Edward and Orra White Hitchcock occupied a place in the very heart of international scientific inquiry. In the early years of the nineteenth century, when the natural world was a magnificent puzzle waiting to be solved, Edward Hitchcock saw the interconnectedness of scientific evidence and God’s created world, and Orra White Hitchcock made it manifest through her art, so all could comprehend and marvel.

Fig. 16. Colossal octopus based on an illustration by Pierre Denys de Montfort (1766–1820), 1828–1840. Pen and ink and watercolor on cotton, 27 7/8 by 21 inches. Amherst College Archives and Special Collections.

Charting the Divine Plan: The Art of Orra White Hitchcock (1796–1863), organized by the American Folk Art Museum in collaboration with the Amherst College Archives and Special Collections, is on view at the American Folk Art Museum in New York to October 14.
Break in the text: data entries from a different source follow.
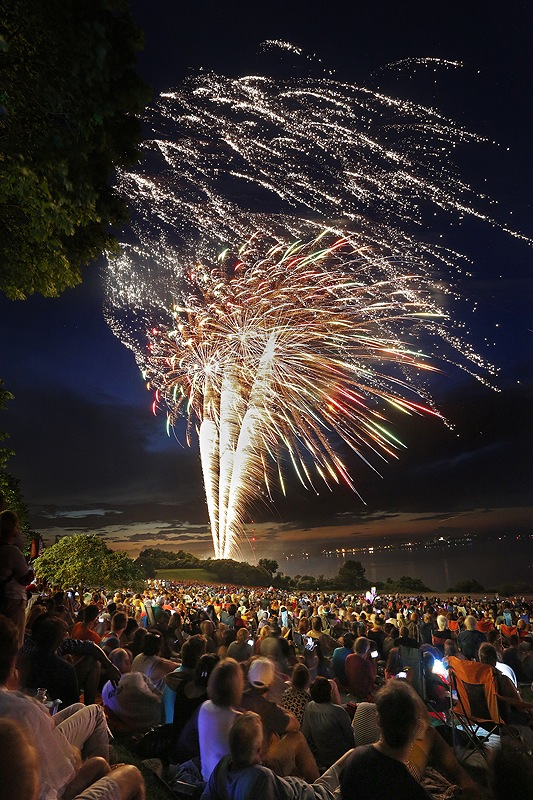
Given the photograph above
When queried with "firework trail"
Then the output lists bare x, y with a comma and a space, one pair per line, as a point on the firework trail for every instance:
311, 320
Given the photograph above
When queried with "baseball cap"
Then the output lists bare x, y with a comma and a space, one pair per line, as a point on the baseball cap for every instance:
261, 672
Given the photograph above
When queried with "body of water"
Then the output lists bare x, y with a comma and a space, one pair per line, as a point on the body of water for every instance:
490, 562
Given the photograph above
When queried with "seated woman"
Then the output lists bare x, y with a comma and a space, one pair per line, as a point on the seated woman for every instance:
327, 727
190, 695
134, 701
43, 668
150, 662
217, 714
296, 697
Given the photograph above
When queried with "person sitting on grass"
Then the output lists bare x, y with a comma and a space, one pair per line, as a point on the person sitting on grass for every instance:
125, 782
60, 740
326, 726
285, 749
241, 775
361, 670
134, 701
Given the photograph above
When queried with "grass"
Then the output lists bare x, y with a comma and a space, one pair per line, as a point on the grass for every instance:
195, 575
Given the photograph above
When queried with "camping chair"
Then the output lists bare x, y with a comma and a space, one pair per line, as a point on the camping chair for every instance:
474, 704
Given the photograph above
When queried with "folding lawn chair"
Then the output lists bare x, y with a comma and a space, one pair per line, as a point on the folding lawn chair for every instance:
474, 704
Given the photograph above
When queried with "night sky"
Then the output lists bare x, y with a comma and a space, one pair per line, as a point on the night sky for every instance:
89, 453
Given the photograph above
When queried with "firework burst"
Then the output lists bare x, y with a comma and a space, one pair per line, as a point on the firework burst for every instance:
308, 332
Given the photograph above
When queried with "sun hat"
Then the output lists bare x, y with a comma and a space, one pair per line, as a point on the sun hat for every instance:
261, 673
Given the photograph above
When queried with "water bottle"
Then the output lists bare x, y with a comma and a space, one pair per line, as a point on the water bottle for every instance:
41, 696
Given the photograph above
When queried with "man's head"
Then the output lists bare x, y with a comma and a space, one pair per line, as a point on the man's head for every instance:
226, 683
261, 673
320, 690
300, 677
487, 654
191, 651
450, 648
398, 714
48, 632
348, 639
121, 659
243, 634
361, 645
119, 622
90, 614
246, 740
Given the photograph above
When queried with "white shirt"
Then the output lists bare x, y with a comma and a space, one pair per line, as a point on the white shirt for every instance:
56, 756
214, 723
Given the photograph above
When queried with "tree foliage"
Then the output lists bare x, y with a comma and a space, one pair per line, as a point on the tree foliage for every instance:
85, 561
69, 95
237, 572
151, 559
351, 576
9, 485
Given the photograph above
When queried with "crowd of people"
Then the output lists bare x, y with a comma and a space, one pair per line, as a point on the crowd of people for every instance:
259, 693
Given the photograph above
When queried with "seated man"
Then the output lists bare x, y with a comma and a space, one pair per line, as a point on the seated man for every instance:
112, 640
60, 739
360, 670
240, 775
191, 653
338, 659
285, 749
134, 701
89, 659
513, 710
470, 639
124, 783
44, 668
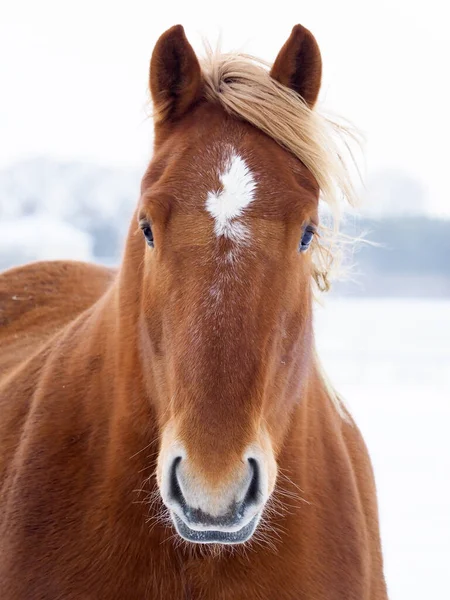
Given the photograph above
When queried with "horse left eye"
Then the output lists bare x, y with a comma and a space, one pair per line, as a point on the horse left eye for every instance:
308, 234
1 Unless otherwise indicated, the quotations in this article are from Rev. Wm. S. Tyler, DD, A Biographical Sketch of Mrs. Orra White Hitchcock Given at Her Funeral, May 28, 1863 (Springfield, Massachusetts, 1863).
2 Edward Hitchcock. Report on the Geology, Mineralogy, Botany, and Zoology of Massachusetts (Amherst, Massachusetts, 1833), p. 108.
3 Robert L. Herbert and Daria D’Arienzo, Orra White Hitchcock (1796–1863): An Amherst Woman of Art and Science (Amherst, Massachusetts: Mead Art Museum, Amherst College, 2011), p. 106.
4 “Biography in memoriam of Edward Hitchcock,” 1864, box 2, folder 11, Edward and Orra White Hitchcock Papers, Amherst College Archives and Special Collections.